度重なる偶然
スアビスの思いがけない事を聞き、ナコは再びスアビスに敵意を向け始めた。
そしてスアビスは"策"を和也たちに伝える──
────その策とは⋯⋯ナコ様の妖術を利用することです。
⋯⋯スアビスは馬鹿ではない。妖力を失ってしまい妖術を繰り出す事は不可能に近いことは彼女も知っているはず。
「阿呆めが。妾の妖力はとっくのとうに尽きておる。────それを其方は知っておるはずじゃ⋯⋯なるほどのぅ、妾をコケにしおるという事か。」
──スアビスの言っている意味⋯⋯俺も深くはわからない。ただ彼女が方法なしに物を言うわけが無い。
その謎を明らかにするためにスアビスは再び、ナコの言葉に反応して俺達にその旨を伝えてくる。
「コケにしているというわけではありません。
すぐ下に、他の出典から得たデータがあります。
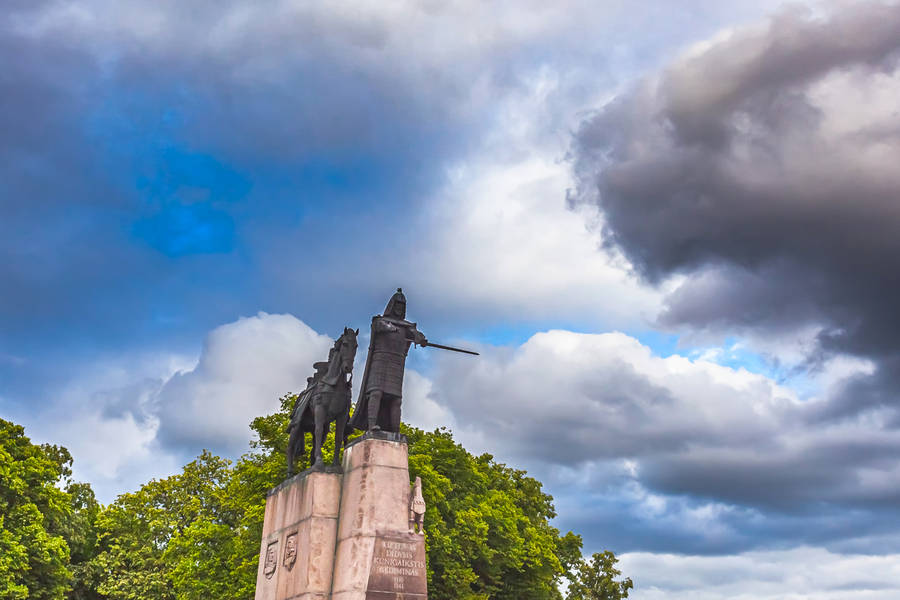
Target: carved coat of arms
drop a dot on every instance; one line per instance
(290, 551)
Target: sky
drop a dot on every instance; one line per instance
(672, 230)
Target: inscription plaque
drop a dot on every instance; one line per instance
(398, 568)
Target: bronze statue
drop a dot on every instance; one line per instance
(381, 392)
(326, 398)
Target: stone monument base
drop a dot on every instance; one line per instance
(351, 531)
(297, 550)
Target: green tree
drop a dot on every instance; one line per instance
(196, 534)
(46, 520)
(596, 579)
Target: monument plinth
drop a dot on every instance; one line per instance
(377, 558)
(345, 537)
(299, 532)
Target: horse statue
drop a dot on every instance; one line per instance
(325, 399)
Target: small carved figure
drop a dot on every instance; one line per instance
(271, 560)
(326, 398)
(417, 508)
(290, 551)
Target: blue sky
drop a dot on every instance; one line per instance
(670, 229)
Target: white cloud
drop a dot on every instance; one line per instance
(671, 452)
(245, 366)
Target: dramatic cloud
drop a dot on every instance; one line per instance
(243, 369)
(763, 163)
(674, 454)
(799, 573)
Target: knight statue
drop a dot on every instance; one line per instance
(378, 406)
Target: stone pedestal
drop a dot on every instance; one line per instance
(376, 557)
(351, 532)
(299, 531)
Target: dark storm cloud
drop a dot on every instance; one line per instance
(763, 164)
(671, 454)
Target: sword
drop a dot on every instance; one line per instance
(443, 347)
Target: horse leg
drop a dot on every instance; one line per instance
(292, 442)
(320, 434)
(339, 425)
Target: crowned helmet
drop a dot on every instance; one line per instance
(396, 303)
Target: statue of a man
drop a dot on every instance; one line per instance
(381, 393)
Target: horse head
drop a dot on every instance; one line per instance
(347, 349)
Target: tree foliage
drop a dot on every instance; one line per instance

ナコ様が妖力尽かしている事は重々承知しておりますよ。」
「ならば、なにゆえに其方は妖術を利用すると言いおった?⋯⋯妾には到底理解出来ぬぞ。」
────居然としてナコはスアビスに敵意を向けたままだった。
ナコは先ず以て彼女を信頼はしていなかった。
宿屋に向かっていた時の言葉を鑑みるに、そう捉えられる。
ナコの短慮な性格に酒が入ってしまっているためか、それに火に油を注ぐ形でどうしても悪口と捉えてしまうみたいだ。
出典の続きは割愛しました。